The WooHoo Flu b.s. is over. Go about your life. And NEVER submit to that scam again.
China was behind the spread of the flu, and in league with the left in this country. MASSIVE treason is being committed in our country, at the highest levels of government, education and in business. China’s acts themselves were acts of war.
Today is May 31, 2020. Anyone want to take bets on when AG Barr-Boehner gets around to doing something about it?
If a mask is only 95% effective, two masks is 99.75% effective. So it’s nice is everybody wears them where direct reinfection might apply.
If you get the reinfection rate to less than 1.0 (the average infected person infects less than one other person), then the disease dies out on its own, herd immunity or not.
It’ll never die out entirely, the thing is all around the world. But in terms of things to be afraid of, it’s low on the list, far less than riots for instance. The panic reaction to it has been worse than the virus itself
What will Twitter do? Haven’t they banned any contrary talk re masks?
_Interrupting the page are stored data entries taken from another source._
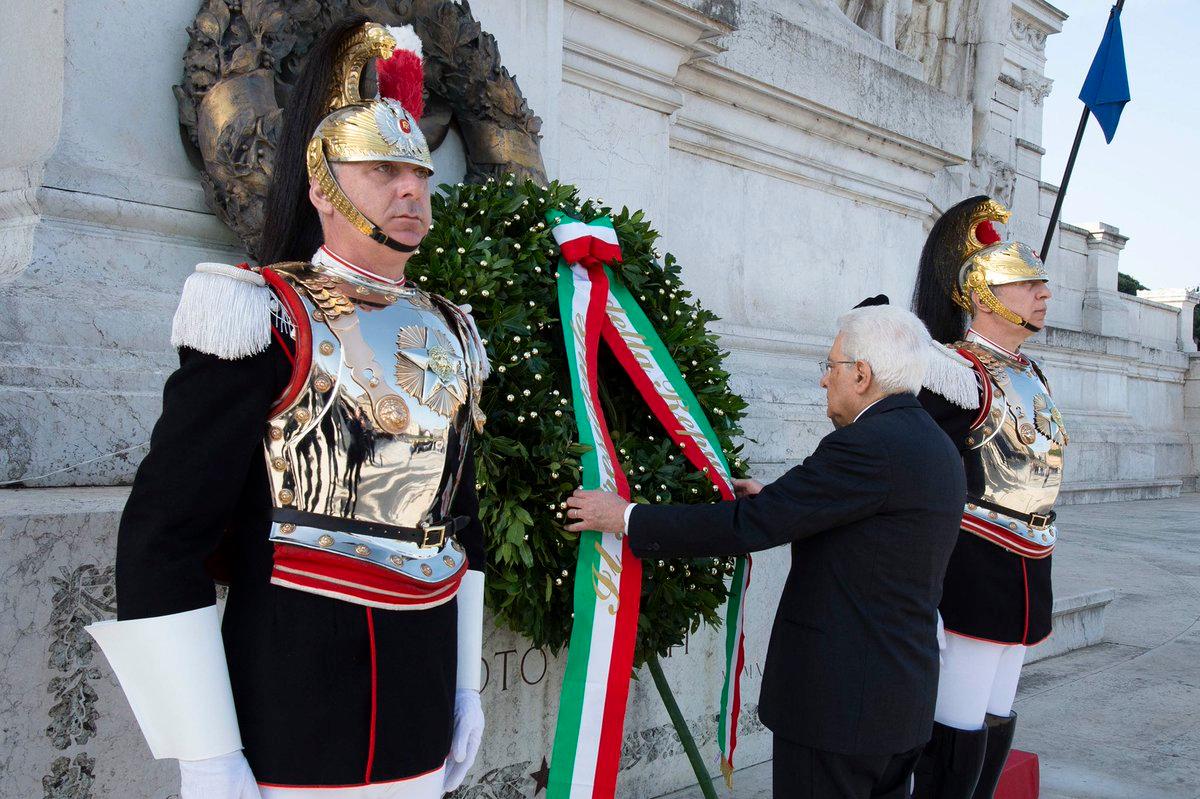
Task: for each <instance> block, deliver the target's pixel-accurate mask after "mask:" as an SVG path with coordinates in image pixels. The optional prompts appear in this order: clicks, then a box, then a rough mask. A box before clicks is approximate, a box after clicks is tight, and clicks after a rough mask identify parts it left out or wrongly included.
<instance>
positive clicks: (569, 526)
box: [566, 488, 629, 533]
mask: <svg viewBox="0 0 1200 799" xmlns="http://www.w3.org/2000/svg"><path fill="white" fill-rule="evenodd" d="M626 505H629V500H628V499H623V498H622V497H620V495H619V494H614V493H613V492H611V491H583V489H582V488H577V489H576V491H575V493H572V494H571V495H570V497H568V498H566V518H569V519H572V521H571V523H569V524H566V529H568V530H570V531H571V533H582V531H583V530H596V531H598V533H624V531H625V506H626Z"/></svg>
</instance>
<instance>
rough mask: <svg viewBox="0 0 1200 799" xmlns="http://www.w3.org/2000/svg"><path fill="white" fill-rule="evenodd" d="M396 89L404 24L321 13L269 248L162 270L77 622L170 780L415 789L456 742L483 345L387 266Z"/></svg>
mask: <svg viewBox="0 0 1200 799" xmlns="http://www.w3.org/2000/svg"><path fill="white" fill-rule="evenodd" d="M376 59H378V60H379V61H378V83H379V85H380V89H382V91H380V96H379V97H362V96H361V94H360V92H361V88H360V78H361V77H362V76H364V73H370V72H371V70H370V66H371V62H372V61H373V60H376ZM421 98H422V68H421V60H420V41H419V40H418V38H416V36H415V35H414V34H413V31H412V29H410V28H406V29H391V28H384V26H382V25H377V24H371V23H367V22H366V20H365V19H362V18H355V19H347V20H342V22H340V23H335V24H334V25H332V26H331V29H330V30H329V31H328V32H326V34H325V35H324V36H323V37H322V38H320V40H319V41H318V42H317V43H316V44H314V46H313V48H312V49H311V50H310V53H308V55H307V61H306V65H305V70H304V72H302V73H301V76H300V78H299V80H298V83H296V85H295V89H294V90H293V92H292V96H290V98H289V101H288V103H287V109H286V114H284V127H283V134H282V139H281V142H280V148H278V150H277V154H276V158H275V167H274V175H272V181H271V190H270V193H269V198H268V204H266V212H265V218H264V228H263V232H262V239H260V242H259V246H258V254H259V257H260V262H262V263H263V264H270V265H269V266H263V268H262V269H250V268H246V266H245V265H242V266H241V268H236V266H228V265H223V264H200V265H199V266H197V270H196V274H193V275H192V276H191V277H190V278H188V281H187V283H186V286H185V288H184V295H182V299H181V301H180V306H179V310H178V312H176V316H175V320H174V329H173V344H174V346H176V347H178V348H179V352H180V367H179V370H178V371H176V372H175V373H174V374H172V376H170V378H169V379H168V382H167V385H166V389H164V391H163V410H162V416H161V419H160V420H158V422H157V425H156V426H155V429H154V435H152V439H151V446H150V452H149V453H148V456H146V458H145V461H144V462H143V463H142V467H140V468H139V470H138V475H137V479H136V481H134V485H133V491H132V493H131V495H130V500H128V504H127V505H126V509H125V513H124V516H122V518H121V525H120V533H119V542H118V557H116V588H118V620H115V621H106V623H100V624H96V625H92V626H91V627H90V629H89V630H90V632H91V633H92V635H94V636H95V637H96V639H97V641H98V642H100V644H101V647H102V648H103V650H104V654H106V656H107V657H108V661H109V663H110V665H112V667H113V671H114V672H115V673H116V677H118V679H119V680H120V683H121V686H122V689H124V690H125V693H126V696H127V698H128V701H130V704H131V705H132V709H133V713H134V715H136V716H137V720H138V722H139V725H140V727H142V731H143V733H144V735H145V738H146V741H148V744H149V745H150V750H151V752H152V753H154V756H155V757H157V758H178V759H179V764H180V773H181V782H182V789H181V795H182V799H200V798H203V799H250V798H257V797H260V795H262V797H265V798H268V799H271V798H284V797H299V795H302V797H323V795H329V797H337V798H338V799H349V798H352V797H353V798H368V797H370V798H372V799H384V798H388V799H392V798H402V799H432V798H437V797H442V794H443V792H444V791H450V789H454V788H455V787H457V786H458V785H460V783H461V782H462V779H463V776H464V774H466V771H467V769H468V768H469V767H470V763H472V762H473V759H474V757H475V752H476V751H478V747H479V743H480V738H481V734H482V728H484V715H482V709H481V705H480V699H479V687H480V685H479V680H480V647H481V636H482V602H484V572H482V569H484V548H482V537H484V536H482V529H481V527H480V523H479V518H478V505H479V503H478V498H476V494H475V486H474V469H473V464H472V455H470V449H469V446H468V443H469V440H470V437H472V433H473V431H474V429H476V428H481V426H482V414H481V411H480V409H479V398H480V386H481V383H482V380H484V378H485V377H486V370H487V365H486V356H485V354H484V348H482V346H481V343H480V341H479V336H478V334H476V332H475V329H474V324H473V322H472V320H470V318H469V316H468V314H467V313H464V312H463V311H462V310H460V308H458V307H456V306H455V305H454V304H452V302H450V301H448V300H444V299H442V298H439V296H436V295H432V294H427V293H425V292H422V290H420V289H418V288H416V287H414V286H413V284H412V283H410V282H409V281H407V280H406V277H404V266H406V264H407V262H408V258H409V257H410V256H412V253H413V252H414V251H415V250H416V247H418V246H419V245H420V242H421V239H422V238H424V236H425V234H426V232H427V230H428V228H430V224H431V204H430V178H431V175H432V161H431V157H430V150H428V148H427V145H426V142H425V138H424V137H422V134H421V131H420V128H419V127H418V120H419V118H420V113H421ZM214 576H218V577H221V578H222V579H223V581H224V582H228V584H229V594H228V601H227V605H226V608H224V615H223V620H218V613H217V605H216V597H215V589H214ZM130 794H131V795H143V794H144V792H143V791H139V789H137V788H136V787H133V786H131V788H130Z"/></svg>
Who cares what the twits on twitter will do with their twittercrap? If enough of us refuse to use twitter, perhaps those alleging to be journalists will start writing columns, reports and articles again and stop cutting and pasting twittercrap and calling it a column, report or article.
Wonder if these are infused with any new virus?
$900,000 in counterfeit US currency all in $1 dollar bills in a commercial rail shipment from China found in International Falls, MN
https://www.ifallsjournal.com/news/public_safety/cbp-seizes-900-000-in-counterfeit-bills/article_1890384a-6aa2-569f-9322-961baf6648a3.html
Unlikely. Viruses don’t travel well without either being in a host or in controlled conditions. Freight shipments lacking controlled conditions are notorious for exposing their contents to wide variations in environmental conditions.
Good grief. Years ago smart counterfeiters often didn’t bother with anything less than a $20.00 as the cost of production and distribution overcame the profit at lower denominations. And the ChiComs can make money on $1.00 USD? Guess that’s what slave labor can do for you.
If you try to read the Sherelle Jacobs story it’s already in a web archive even though it was written on the 28th. Also when you click the link it gives an error that you lost WiFi and you have to click retry for it to be read. Seems like someone doesn’t want that article read.
Um, it’s in the web archive because just about everything is. The reason it’s linked directly to the archive rather than to the original page is because the original is paywalled.
When you clicked on the link did you get the same wifi error?
No. I think that may have been from your actual WiFi.
So, I have a bandanna around my neck.
If I want to go to Fred Meyers, I can pull it up over nose to make them feel better…
I have 3M half-masks at work that are real.
They really filter, and they do not leak.
I shoot paint. I can’t even smell the stuff when in mask.
The ones everywhere… are junk.
Does anyone know what the filtering efficiency of cotton is? We are told to make masks out of old shirts to keep us safe, but no one tells us what are good materials to use. Compared to an N95 mask, how safe are we? I can’t find any info; does anyone have a link?
“Does anyone know what the filtering efficiency of cotton is? ”
Probably equivalent to keeping mosquitos out using a chain link fence
At least as effective as a crocheted mask – which means that they’re only for symbolic value, not actual protection. For me, the depressing thing is that the more masks are demonstrated to be ineffective for the general public, the more people I see wearing them.
on the nejm article….
Editor’s Note: This article was published on April 1, 2020, at NEJM.org.
so fairly old, not saying its wrong just newer studies would help more.